I saw my very first moose this week: an event I've been waiting for all my life. I've been in moose country often enough, and seen their tracks even down in the southern Berkshires where they are slowly but steadily expanding their range, but never before had my path crossed theirs. On Monday, riding in the backseat through Crawford Notch in New Hampshire's White Mountains, my eyes registered a looming form by the roadside that wonderously materialized into a cow moose and two calves calmly browsing in the heat of the evening.
The first thing that registered was not its impressive size - six feet at the shoulder - but the the deep dark color of the animal. Its coat was a rich mahogany brown and its face a lighter color, and I thought at first it might be a horse. Our driver did not even pause - a colleague for whom moose had lost their allure- but the two of us in the back stared in dawning amazement at this extraordinary creature and its rust colored little ones nearby. Twins are the norm for moose, born in May or June, and these two made me think more of bison calves because of their size and coloration than spindly-legged fawns.
There are at least 6,500 moose in New Hampshire. In pre-European settlement times they were more common here than white-tailed deer. They are heavy browsers and can consume course woody material in large quantities. They may play an important role in keeping some early successional wetlands open and dominated by grasses and sedges instead of shrubs and saplings.
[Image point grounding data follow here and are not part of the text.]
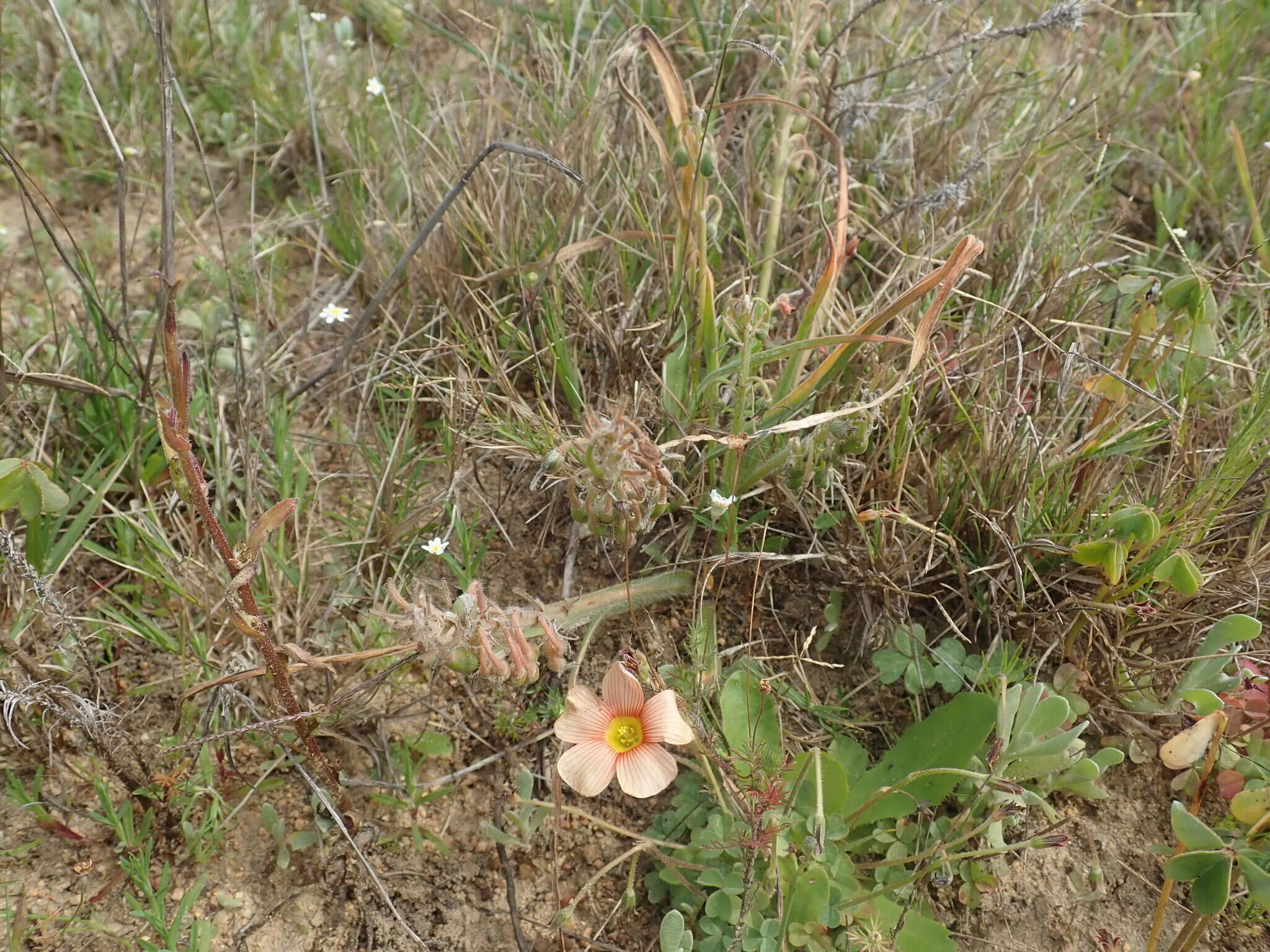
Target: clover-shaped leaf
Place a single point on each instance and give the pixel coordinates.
(27, 485)
(1180, 571)
(1191, 831)
(1256, 879)
(1134, 523)
(889, 663)
(1249, 806)
(1104, 553)
(1181, 293)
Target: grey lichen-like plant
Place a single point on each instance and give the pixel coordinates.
(474, 633)
(618, 480)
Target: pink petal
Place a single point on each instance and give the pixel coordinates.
(662, 720)
(623, 695)
(646, 770)
(588, 767)
(584, 719)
They find the sides of roads attractive for the road salts that accumulate there, and New Hampshire experiences as many as 200 moose vehicle collisions every year.
There were, I noticed, several cars parked opposite the moose as we drove passed, and someone with a camera was walking across the road to get a closer shot. Given that a cow moose is fully capable of killing wolves and grizzly bears in defense of her young, this was not a good choice, but we did not linger to see the outcome. I could have stayed and watched for hours but time and my colleague at the wheel waited for neither man nor moose, and they slipped by and vanished from view as we headed toward the crest of the notch.
While hiking down a logging road in British Columbia, I have seen grizzly bears swimming across an inlet of the sea. I have surprised a sleeping elephant -far too close to each other for our respective comforts - and seen it rise to an impossible height faster than I could have thought possible and flee in one direction while I retreated in the other. I have seen giraffes peering over the tops of Acacias as my old landrover rattled by. But on Monday in the White Mountains I saw a moose and her babies, and those few moments were as awesome and memorable as any of the exquisite glimpses and fleeting encounters I have had with some of the world's great creatures.